Welcome to ZIRP in the US.
Increasingly it looks like developed western nations are following the path set by Japan: overburdened by debt, growth remains low, deflation rather than inflation becomes the major pre-occupation for central bankers and interest rates remain low.
What's the message for fixed income?
Short JGBs remains the graveyard of global bond managers over the last decade and the message is that fixed income performs well in this environment. The precise question is: what sort of fixed income?
Government bonds should perform well. The major competitor to governments are cash rates - going nowhere anytime soon and inflation - where the risks are tilted towards the downside as commodity prices fall. 2008 could be a good guide here.
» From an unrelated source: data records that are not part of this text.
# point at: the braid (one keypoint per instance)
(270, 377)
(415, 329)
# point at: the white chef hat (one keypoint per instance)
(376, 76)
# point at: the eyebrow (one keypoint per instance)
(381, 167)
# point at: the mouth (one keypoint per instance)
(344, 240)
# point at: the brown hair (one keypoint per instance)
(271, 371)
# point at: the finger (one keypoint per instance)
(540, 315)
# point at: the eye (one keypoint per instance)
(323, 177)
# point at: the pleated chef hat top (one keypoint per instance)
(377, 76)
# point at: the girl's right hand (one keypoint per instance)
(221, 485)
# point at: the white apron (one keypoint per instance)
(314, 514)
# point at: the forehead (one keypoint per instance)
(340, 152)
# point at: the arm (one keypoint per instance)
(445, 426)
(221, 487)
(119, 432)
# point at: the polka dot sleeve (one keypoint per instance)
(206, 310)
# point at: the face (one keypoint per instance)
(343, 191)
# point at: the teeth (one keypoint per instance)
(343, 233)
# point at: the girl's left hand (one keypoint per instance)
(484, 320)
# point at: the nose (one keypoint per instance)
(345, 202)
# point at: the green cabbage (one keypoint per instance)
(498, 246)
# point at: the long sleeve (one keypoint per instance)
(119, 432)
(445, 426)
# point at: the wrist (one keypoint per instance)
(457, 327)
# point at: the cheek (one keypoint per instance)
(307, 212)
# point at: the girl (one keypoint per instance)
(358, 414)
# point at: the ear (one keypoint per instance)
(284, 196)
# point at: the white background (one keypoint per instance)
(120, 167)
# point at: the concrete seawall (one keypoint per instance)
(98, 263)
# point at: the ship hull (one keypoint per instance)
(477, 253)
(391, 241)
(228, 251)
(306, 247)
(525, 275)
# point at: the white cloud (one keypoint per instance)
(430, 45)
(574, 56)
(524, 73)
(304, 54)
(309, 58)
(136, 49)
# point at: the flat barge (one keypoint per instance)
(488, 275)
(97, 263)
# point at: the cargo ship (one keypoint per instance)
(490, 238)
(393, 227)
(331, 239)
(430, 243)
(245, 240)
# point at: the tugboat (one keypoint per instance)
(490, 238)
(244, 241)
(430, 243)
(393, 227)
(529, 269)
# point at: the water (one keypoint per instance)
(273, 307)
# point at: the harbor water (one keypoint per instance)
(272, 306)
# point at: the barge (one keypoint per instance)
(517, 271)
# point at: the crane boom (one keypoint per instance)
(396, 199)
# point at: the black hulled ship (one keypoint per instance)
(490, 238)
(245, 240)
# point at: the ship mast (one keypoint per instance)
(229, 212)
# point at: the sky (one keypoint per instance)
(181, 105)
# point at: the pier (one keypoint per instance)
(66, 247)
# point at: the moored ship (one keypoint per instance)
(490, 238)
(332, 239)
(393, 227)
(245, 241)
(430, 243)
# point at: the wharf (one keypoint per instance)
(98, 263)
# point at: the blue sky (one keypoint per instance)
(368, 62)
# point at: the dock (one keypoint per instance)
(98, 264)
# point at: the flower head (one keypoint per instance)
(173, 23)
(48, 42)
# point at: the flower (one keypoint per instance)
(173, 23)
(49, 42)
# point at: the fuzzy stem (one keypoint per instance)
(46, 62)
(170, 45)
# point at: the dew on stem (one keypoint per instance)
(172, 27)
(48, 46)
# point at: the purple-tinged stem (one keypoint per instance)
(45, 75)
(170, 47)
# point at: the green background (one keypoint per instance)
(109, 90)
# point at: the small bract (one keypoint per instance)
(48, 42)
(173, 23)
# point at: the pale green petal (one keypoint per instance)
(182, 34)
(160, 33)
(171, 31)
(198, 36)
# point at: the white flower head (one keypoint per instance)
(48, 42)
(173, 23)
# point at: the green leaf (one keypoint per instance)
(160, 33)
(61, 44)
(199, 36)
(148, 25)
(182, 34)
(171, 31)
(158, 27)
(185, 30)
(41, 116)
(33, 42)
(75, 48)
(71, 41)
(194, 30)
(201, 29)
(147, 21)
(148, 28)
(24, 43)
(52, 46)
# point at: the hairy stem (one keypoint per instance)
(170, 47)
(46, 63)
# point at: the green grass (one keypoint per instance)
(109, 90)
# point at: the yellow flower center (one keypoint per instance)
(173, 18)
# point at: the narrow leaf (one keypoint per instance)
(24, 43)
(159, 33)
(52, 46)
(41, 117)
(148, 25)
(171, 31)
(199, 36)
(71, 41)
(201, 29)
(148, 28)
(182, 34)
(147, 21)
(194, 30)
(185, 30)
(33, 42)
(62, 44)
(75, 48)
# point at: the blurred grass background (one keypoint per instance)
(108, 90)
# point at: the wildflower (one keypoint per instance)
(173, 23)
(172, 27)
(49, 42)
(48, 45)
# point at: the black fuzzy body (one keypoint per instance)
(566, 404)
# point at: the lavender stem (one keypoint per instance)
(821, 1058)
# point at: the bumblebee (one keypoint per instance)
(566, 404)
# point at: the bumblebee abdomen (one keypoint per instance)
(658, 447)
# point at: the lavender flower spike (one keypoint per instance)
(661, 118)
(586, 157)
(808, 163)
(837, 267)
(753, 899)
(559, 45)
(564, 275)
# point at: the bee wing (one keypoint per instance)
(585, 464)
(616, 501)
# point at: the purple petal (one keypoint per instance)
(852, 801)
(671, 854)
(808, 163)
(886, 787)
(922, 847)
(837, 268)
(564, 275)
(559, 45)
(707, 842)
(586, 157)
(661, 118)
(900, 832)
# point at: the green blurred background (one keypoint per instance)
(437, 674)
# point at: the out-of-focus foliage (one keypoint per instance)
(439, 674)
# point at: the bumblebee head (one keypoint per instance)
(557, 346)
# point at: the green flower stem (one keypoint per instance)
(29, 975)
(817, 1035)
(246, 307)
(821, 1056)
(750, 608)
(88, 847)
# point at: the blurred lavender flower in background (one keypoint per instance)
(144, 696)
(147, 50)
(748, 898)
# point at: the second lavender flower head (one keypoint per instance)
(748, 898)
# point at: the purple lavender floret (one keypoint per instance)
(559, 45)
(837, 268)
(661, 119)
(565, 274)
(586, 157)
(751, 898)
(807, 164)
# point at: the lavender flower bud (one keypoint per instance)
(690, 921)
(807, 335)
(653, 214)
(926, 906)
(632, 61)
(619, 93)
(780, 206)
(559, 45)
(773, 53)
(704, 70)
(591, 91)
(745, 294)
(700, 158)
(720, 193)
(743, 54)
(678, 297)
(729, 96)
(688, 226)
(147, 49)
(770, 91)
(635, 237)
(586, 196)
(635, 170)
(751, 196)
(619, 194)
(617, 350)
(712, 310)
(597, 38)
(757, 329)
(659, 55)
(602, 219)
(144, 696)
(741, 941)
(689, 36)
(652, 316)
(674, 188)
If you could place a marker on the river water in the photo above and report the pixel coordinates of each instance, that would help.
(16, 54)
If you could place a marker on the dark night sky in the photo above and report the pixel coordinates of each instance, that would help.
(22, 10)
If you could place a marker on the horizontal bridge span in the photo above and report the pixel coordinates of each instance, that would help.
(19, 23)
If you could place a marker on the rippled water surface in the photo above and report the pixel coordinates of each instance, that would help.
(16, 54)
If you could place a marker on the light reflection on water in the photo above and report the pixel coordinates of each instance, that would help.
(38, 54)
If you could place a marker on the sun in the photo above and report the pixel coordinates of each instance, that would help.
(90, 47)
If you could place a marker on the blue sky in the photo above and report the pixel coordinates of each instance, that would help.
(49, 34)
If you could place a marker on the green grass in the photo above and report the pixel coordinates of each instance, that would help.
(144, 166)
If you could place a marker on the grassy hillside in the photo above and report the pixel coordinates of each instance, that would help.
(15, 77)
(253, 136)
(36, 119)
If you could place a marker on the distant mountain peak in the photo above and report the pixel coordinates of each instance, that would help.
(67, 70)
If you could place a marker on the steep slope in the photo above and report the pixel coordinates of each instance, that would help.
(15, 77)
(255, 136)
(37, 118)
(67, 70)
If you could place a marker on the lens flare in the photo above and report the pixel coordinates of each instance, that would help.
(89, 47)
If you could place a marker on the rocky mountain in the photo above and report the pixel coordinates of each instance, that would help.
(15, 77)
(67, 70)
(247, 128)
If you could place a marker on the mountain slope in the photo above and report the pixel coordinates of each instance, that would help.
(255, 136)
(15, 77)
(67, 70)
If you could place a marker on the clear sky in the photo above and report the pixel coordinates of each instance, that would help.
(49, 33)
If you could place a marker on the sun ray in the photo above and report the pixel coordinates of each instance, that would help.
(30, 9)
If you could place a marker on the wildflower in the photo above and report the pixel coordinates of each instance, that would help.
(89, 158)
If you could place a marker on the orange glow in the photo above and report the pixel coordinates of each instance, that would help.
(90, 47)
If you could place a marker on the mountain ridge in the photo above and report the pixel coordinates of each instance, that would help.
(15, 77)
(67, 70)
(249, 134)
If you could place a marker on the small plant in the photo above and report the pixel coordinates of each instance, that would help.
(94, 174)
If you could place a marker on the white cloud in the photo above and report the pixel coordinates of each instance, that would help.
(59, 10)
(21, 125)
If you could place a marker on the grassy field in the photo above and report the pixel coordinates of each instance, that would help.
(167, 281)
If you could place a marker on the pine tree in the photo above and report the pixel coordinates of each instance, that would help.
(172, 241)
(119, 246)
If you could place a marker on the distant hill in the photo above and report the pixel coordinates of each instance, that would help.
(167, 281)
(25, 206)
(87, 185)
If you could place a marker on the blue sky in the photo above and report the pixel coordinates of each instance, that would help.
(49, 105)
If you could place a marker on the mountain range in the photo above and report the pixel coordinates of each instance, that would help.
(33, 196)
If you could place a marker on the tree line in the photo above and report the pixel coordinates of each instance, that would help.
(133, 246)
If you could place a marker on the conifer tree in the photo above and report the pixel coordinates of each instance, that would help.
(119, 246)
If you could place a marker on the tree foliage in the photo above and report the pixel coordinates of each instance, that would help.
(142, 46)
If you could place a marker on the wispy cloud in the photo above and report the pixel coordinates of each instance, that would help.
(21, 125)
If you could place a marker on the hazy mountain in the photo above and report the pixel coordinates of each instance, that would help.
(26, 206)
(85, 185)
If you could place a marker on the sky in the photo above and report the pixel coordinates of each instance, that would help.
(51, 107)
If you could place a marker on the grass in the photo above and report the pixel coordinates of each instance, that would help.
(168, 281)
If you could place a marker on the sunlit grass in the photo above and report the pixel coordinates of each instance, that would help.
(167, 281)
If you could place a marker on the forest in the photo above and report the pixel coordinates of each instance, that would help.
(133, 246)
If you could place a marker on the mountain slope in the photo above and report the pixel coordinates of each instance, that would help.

Oil peaked in July 2008 at $160 per barrel, falling to $60 per barrel by year end with dramatic consequences for inflation. Likewise any bond that has a significant element of interest rate risk: investment grade credit, covered bonds etc...should participate in this rally. Conversely, inflation linked bonds, with breakeven inflation rates at elevated levels, look vulnerable.
More debatable are those areas of the bond market that rely on growth: high yield (HY) and emerging market debt (EMD). Here there remains a tension between the growth outlook and valuation. By committing to keep rates low for a few years (albeit conditionally) the Fed's view on economic growth is pretty clear and generally this is an environment where corporate profitability could come under pressure. Against this, valuations for both HY and EMD are now looking pretty attractive. Two issues need to be highlighted:
1. A low growth environment is one where differentiation between issuers will increase and security selection becomes paramount. The gap between the best and worst performing bonds in HY and EMD is likely to be large going forward and we have the resources in place to score well here. Our large, global EMD team covers all sectors of that market: local, external and corporate and our army of career corporate credit analysts will come into their own in this environment. In fact, joining the corporate credit army this week is veteran high yield manager Bill Healey as part of the Euro high yield team.
2. Systemic risk: with central banks starting to respond to the lower growth environment, and with other tools at their disposal - the Fed for example could cut interest rates paid on negative reserves, extend the duration of holdings on its balance sheet as well as launching QE3, does offer some reassurance to investors. Offsetting this, events in Europe are by no means solved: the EFSF proposals remain unratified, the ECB is reluctantly buying Italian and Spanish bonds and political tensions are increasing. Any spill over that causes a double dip and genuine growth scare would be detrimental for HY and EMD prices.
What does this mean for portfolios?
Bond investors have two enemies: high interest rates and higher inflation - both are unlikely to present much of a challenge for a while.
This is an environment where fixed income returns are likely to continue to (positively) surprise investors. Portfolios remain well positioned with a modest long duration bias and low risk levels. As we get greater clarity on the evolution of the Eurozone response we will also look to tentatively deploy our cash pile into riskier assets: IG, HY and EMD.